Zakharova’s comment deserves more attention. There’s a key difference between RT and VOA or Radio Free Europe/Radio Liberty. RT and its sister organizations can operate anywhere in the United States without restriction, including enjoying unfettered access to cable networks, entering into agreements with any radio station, freely establishing offices wherever it wants, and hiring whomever it wants — all without threats or intimidation from the U.S. government. This stands in stark contrast to the situation of VOA and RFE/RL, which are blocked from television and radio by the Kremlin. Stations that did carry VOA and RFE/RL programming were threatened by the government. Worse, in Russia and Russian-controlled areas, such as Crimea, VOA and RFE/RL’s journalists face physical intimidation at home and at work, and they are often prevented from covering events, including in Moscow.
It’s funny that the thin-skinned RT is upset for being called out for what it is — a classic redirection. Meanwhile, the Russian Foreign Ministry threatens to do what the Kremlin already does to foreign and domestic journalists who don’t play the Kremlin’s game: divide based on “an ideological basis.” In Russia, that “special place” involves threats, physical violence, and jail.
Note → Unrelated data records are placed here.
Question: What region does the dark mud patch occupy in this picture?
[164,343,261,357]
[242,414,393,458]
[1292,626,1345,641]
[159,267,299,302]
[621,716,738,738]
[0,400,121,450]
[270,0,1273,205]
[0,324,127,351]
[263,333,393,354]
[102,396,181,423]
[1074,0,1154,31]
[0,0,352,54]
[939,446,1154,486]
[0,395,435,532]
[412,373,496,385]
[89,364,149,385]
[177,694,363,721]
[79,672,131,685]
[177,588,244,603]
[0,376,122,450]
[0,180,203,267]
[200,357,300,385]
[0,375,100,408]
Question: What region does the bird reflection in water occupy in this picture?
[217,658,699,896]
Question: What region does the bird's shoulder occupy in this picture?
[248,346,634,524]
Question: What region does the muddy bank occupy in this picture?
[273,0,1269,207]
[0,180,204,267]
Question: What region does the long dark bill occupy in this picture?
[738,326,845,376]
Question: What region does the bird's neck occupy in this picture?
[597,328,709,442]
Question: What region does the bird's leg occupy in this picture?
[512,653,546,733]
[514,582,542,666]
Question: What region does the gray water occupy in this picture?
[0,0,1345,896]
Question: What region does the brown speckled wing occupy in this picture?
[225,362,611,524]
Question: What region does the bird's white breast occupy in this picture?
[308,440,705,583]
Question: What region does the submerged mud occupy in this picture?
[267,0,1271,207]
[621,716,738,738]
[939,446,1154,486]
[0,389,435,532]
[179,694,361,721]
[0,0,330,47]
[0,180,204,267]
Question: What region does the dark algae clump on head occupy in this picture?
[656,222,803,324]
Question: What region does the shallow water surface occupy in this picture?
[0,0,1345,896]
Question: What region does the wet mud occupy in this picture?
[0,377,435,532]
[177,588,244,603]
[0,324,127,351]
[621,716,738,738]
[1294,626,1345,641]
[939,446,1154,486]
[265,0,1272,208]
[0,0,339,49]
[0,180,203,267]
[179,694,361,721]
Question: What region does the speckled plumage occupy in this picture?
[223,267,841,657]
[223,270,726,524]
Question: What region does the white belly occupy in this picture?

Matt Armstrong is an author and lecturer on public diplomacy and international media. Among his professional responsibilities is serving as a Governor on the Broadcasting Board of Governors, the U.S. Government agency that oversees VOA, RFE/RL, and other international media of the U.S. government. He blogs at MountainRunner.us. The views expressed here are his own, and do necessarily reflect any agency or organization he is affiliated with, so don’t blame anyone else.